The old postcard reproduced above contains three things that I like: rowing, a terrible pun and a progressive intellectual winning the U.S. Presidency. The story behind it has influenced many subsequent Presidential Elections – including the present one.

Teddy Roosevelt was Republican President for two terms from 1901 to 1909. He did not want a third period of office (when such things were possible) and he picked his friend and fellow Republican, WH Taft as his successor. Taft easily won the 1908 election allowing Roosevelt to go on a year-long safari in Africa. On his return (and after he and his party had killed 500 big game animals) Teddy decided that he did not approve of the job that Taft was doing and that he would like the Presidency back. However, the 1912 Republican Convention chose Taft, not Roosevelt, as their candidate. With three months to go before the election, Roosevelt formed the Progressive Party. It became better known as the ‘Bull Moose Party’ after Teddy told reporters that he was ‘as fit as a bull moose’. He hoped that a radical platform and his own political celebrity would carry the day.

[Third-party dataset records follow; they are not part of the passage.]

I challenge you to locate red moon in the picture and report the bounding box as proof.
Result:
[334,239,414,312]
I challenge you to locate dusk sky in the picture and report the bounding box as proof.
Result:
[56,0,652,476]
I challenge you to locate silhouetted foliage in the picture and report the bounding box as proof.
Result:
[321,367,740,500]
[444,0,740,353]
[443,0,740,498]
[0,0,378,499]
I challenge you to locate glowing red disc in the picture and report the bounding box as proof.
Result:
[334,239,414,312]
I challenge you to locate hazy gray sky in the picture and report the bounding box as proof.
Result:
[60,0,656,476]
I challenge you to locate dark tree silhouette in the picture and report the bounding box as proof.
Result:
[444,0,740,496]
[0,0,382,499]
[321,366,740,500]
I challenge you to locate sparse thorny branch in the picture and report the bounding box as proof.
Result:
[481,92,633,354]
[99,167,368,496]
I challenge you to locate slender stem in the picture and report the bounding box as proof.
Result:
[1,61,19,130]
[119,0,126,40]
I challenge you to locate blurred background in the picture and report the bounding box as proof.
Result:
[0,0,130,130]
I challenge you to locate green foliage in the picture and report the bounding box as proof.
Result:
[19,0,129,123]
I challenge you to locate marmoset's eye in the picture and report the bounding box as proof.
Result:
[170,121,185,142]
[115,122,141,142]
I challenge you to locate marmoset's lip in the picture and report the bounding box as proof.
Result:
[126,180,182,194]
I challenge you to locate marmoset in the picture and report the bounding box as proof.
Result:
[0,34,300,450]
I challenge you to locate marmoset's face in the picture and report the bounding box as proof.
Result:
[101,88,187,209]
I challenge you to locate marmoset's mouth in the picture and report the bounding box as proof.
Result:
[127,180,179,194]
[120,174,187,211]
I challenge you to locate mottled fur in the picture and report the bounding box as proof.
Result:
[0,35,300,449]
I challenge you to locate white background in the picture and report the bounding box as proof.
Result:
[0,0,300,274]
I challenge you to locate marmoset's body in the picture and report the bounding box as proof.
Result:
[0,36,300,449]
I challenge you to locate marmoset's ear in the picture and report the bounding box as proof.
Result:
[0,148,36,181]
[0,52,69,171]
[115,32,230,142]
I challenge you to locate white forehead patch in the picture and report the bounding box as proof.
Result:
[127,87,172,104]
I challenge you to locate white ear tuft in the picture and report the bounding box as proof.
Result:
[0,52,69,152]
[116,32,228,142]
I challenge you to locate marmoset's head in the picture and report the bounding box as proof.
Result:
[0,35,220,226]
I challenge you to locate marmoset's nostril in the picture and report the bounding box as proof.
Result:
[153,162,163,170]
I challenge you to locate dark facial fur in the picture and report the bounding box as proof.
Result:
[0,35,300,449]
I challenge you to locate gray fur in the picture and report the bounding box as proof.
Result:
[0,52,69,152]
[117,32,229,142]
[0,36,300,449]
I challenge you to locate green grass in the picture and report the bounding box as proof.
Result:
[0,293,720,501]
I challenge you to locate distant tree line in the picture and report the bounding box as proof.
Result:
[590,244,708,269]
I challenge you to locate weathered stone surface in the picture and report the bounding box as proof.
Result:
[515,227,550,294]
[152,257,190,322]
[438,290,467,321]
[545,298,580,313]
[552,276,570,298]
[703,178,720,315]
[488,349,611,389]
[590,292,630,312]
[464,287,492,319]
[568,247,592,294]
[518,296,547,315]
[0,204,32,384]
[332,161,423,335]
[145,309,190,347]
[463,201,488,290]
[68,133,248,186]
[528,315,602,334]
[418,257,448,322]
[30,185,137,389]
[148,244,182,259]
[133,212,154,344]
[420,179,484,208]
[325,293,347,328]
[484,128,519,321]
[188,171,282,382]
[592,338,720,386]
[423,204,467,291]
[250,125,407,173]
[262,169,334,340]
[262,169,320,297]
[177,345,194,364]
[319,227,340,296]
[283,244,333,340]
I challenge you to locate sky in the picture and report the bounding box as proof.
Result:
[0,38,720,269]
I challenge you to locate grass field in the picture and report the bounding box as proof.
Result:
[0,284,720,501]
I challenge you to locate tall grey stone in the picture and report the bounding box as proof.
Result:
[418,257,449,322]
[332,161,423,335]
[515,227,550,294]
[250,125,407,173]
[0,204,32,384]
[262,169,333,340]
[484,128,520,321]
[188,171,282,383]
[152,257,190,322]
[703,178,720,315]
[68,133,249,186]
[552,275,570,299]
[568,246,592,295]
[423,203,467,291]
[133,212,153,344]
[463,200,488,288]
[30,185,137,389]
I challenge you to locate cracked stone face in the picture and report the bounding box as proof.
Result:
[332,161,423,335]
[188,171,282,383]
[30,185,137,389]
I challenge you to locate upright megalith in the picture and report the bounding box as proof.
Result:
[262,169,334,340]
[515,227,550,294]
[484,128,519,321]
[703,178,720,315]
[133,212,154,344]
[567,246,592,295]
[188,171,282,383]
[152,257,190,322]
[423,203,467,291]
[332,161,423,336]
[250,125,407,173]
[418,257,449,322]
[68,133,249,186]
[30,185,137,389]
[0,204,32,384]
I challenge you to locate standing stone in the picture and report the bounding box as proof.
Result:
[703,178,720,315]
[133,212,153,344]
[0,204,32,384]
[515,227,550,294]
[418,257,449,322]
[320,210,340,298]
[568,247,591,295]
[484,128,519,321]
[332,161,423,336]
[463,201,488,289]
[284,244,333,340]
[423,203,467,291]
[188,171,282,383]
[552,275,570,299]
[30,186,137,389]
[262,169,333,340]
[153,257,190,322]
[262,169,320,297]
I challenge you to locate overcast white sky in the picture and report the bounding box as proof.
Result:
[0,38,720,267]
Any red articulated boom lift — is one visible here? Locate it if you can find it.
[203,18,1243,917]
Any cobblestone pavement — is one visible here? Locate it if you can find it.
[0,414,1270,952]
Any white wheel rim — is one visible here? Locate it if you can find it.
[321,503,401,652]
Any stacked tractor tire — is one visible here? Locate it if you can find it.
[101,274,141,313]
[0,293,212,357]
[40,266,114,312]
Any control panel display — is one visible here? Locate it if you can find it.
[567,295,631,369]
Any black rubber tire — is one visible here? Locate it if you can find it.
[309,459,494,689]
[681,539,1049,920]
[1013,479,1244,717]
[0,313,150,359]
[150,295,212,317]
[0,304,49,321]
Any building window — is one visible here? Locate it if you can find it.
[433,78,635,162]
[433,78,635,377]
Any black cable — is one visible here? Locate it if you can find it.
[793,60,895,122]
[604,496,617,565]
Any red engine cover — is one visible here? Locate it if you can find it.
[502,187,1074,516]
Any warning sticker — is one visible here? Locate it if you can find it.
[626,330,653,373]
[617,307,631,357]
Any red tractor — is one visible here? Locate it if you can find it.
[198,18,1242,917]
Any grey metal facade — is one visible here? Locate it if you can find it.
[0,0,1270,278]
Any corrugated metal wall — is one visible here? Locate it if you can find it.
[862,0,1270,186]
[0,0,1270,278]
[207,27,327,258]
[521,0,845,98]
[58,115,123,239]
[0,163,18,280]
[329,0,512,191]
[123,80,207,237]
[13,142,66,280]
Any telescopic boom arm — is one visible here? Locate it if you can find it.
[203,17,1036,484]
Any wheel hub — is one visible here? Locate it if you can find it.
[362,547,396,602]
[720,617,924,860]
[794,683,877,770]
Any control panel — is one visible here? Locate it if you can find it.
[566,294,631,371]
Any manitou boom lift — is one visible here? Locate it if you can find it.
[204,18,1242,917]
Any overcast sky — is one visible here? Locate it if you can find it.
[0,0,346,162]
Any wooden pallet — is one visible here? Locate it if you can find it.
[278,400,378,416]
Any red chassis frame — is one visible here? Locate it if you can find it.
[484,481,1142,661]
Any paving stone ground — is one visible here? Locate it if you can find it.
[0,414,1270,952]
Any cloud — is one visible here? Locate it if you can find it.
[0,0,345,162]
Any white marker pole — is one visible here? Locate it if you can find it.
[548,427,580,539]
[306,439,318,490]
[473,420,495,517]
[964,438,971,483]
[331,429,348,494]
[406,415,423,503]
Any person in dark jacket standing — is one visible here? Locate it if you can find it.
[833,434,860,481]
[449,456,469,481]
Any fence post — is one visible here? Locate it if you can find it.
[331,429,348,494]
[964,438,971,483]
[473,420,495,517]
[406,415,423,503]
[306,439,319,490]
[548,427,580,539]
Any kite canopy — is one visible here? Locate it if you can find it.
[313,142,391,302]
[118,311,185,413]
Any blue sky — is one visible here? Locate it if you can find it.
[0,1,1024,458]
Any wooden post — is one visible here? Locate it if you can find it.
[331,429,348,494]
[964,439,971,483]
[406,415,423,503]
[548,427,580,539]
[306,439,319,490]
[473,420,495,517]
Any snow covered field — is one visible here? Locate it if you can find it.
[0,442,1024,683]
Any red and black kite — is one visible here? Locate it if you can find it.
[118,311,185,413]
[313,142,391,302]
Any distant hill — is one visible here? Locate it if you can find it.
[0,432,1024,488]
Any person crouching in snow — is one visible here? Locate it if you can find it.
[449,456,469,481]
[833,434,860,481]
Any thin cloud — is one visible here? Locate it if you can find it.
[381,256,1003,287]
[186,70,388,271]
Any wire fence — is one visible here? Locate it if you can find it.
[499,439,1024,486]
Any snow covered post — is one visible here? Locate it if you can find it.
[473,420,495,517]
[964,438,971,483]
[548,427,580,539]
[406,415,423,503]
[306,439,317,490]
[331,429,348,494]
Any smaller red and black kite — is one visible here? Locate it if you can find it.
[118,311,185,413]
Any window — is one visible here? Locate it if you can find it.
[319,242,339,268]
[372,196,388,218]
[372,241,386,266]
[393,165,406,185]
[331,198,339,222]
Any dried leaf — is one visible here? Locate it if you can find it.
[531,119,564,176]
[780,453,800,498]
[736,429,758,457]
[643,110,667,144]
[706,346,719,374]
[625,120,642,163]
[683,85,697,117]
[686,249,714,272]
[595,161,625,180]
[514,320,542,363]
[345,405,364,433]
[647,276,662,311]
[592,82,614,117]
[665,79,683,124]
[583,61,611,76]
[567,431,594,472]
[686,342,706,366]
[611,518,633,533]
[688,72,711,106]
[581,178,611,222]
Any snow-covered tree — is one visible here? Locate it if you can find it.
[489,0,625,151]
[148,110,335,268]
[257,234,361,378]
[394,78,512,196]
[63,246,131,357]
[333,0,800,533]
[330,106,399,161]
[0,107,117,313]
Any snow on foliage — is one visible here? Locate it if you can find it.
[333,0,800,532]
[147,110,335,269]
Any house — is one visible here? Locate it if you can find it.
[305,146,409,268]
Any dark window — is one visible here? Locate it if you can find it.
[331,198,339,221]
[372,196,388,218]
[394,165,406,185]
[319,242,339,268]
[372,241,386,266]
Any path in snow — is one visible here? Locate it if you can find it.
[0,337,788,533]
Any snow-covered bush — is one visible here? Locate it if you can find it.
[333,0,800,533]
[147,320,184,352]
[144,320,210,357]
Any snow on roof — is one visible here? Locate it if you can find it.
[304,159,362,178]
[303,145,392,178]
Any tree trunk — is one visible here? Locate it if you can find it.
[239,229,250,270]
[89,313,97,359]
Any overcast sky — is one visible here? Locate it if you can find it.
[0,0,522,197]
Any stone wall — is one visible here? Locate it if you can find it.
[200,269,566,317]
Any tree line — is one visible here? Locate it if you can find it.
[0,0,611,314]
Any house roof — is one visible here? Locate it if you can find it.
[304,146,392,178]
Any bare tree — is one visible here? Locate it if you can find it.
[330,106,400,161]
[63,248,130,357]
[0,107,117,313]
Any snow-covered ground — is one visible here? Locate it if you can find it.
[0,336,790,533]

The Republican split led to an easy victory by Democrat, Woodrow Wilson who got 42 percent of the vote and 435 out of 531 Electoral College votes. However, Roosevelt came in second with 27 percent, the highest percentage ever obtained by any candidate who was not a Democrat or a Republican. No third-party candidate has performed close to Roosevelt at the national level since. Taft got 23 percent of the vote.

The failure of third parties in Presidential Elections is part of the reason that Bernie Sanders, an independent and a so-called ‘democratic socialist’, a man out of step with the Democratic Party establishment, is seeking the Democratic nomination. Had he stood under the nomination of the party he left in 1977, the Liberty Union Party of Vermont, his chances would be smaller than the state itself. Similarly, Michael Bloomberg is rich enough to start his own party but did not do so in 2016, fearing he would divert support from Hilary Clinton (as Roosevelt did from Taft), and this year, Bloomberg, the former Republican and later independent Mayor of New York, unsuccessfully sought the Democratic nomination for President.

The American consumer demands a very wide selection when choosing things such as ice cream, but, when it comes to political parties, the choice seems to be binary. Some cynics would say it’s between tutti frutti and vanilla, but all of us are wondering who will be licked in November?